The Georgia Bureau of Investigation reports an increase in methamphetamine-related deaths.
Deaths are up 40% from 2016 (243 people) to 2017 (343 people).
"It’s a real issue here in Georgia," said GBI spokesperson Nelly Miles. "We don’t want to minimize the fact that there is still an opioid problem, still an opioid crisis and the streets of Georgia definitely continue to see that, but we just want to make sure the public is aware with what's going on with methamphetamine," said Miles.
"This is a drug that wreaks havoc on the central nervous system, it increase your heart rate, it increases your body temperature and it really keeps your heart out of sync with your body," said Miles.

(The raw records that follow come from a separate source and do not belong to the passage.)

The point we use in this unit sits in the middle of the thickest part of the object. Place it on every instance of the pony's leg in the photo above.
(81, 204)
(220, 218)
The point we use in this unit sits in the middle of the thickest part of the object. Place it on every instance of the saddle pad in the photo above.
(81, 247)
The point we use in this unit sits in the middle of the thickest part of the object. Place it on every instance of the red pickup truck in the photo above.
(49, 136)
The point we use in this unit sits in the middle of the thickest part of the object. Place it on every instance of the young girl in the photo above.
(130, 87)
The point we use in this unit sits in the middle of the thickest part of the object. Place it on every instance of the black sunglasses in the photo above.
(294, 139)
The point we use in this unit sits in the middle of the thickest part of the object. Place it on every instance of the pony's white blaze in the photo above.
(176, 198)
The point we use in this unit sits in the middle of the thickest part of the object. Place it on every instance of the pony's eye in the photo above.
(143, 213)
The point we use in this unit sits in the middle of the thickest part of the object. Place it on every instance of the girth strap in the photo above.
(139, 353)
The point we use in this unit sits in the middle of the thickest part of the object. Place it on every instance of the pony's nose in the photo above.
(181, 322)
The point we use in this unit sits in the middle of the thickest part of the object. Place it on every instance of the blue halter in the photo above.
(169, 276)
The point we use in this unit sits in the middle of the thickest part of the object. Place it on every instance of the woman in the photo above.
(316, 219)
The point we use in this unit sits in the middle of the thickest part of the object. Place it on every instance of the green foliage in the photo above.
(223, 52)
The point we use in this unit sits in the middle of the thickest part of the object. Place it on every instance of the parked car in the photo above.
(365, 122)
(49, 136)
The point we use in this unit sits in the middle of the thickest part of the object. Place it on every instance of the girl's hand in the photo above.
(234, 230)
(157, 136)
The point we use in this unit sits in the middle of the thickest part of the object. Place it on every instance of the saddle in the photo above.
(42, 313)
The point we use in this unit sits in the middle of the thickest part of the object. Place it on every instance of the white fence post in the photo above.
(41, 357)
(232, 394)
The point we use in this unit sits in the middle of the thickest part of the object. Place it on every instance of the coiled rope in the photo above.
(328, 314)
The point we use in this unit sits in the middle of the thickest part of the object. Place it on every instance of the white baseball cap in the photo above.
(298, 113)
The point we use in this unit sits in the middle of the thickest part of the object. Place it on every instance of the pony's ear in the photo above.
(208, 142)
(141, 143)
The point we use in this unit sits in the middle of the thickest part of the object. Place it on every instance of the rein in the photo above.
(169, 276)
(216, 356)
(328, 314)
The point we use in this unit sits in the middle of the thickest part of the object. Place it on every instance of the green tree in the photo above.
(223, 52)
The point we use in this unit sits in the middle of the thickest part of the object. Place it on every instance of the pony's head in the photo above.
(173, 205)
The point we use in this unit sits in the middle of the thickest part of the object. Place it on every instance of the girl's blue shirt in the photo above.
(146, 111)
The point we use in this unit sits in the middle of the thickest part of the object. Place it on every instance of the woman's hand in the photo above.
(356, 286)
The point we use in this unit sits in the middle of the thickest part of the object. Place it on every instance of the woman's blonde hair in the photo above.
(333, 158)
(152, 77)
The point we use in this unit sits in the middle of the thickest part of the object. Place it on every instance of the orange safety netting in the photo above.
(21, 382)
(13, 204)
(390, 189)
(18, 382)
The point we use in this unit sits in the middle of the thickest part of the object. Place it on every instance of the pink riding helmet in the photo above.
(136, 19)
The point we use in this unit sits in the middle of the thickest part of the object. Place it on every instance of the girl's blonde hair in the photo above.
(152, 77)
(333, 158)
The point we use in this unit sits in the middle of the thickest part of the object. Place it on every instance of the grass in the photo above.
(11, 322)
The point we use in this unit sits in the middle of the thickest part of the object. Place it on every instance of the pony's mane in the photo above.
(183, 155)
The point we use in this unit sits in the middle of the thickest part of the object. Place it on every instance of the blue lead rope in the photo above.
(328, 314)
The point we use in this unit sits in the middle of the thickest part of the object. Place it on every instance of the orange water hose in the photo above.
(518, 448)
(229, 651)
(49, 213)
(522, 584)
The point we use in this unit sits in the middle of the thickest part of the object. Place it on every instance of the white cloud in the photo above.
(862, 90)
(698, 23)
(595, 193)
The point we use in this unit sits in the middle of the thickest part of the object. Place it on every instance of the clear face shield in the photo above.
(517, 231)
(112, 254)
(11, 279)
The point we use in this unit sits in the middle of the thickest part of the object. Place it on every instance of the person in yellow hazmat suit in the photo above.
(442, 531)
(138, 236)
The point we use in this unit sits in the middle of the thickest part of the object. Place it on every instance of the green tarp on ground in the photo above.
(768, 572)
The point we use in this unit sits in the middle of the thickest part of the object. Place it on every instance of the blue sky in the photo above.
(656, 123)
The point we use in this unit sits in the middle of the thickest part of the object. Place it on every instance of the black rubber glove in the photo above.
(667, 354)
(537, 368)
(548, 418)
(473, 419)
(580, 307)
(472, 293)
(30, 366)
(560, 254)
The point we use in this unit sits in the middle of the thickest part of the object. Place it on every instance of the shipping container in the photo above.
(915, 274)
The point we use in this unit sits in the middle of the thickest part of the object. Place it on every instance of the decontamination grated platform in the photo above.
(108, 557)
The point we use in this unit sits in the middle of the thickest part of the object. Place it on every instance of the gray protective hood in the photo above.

Miles said they're seeing meth in all parts of the state.
Deneen Kilcrease, the GBI's chemistry section manager, said meth makes up 46 percent of all the drugs tested in their lab.
"Methamphetamine has been our number one drug since 2013 – it’s a huge problem in our state," said Kilcrease. "The sheer volume of methamphetamine cases that we see is astounding and it continues to be our number one drug and we continue to get increasing amounts of it.”
Sarah Mangold knows all too well how addictive the drug is. She used meth and heroin for about 15 years. She has been clean for nine months.
"Meth has always been there. Ever since I started using it was very prominent, easy to get, it's cheaper, it's kind of like the go-to," she said.
She wants others to learn from what she went through.
"It's extremely addictive. You feel like Superman on it, you feel like you can do anything," she said.
Mangold isn't surprised that meth-related deaths are up in Georgia.
"I know that if I use again I will die," she said.
She sends this message to anyone thinking about trying meth:
"It's not worth it, I promise you it's not worth it at all.”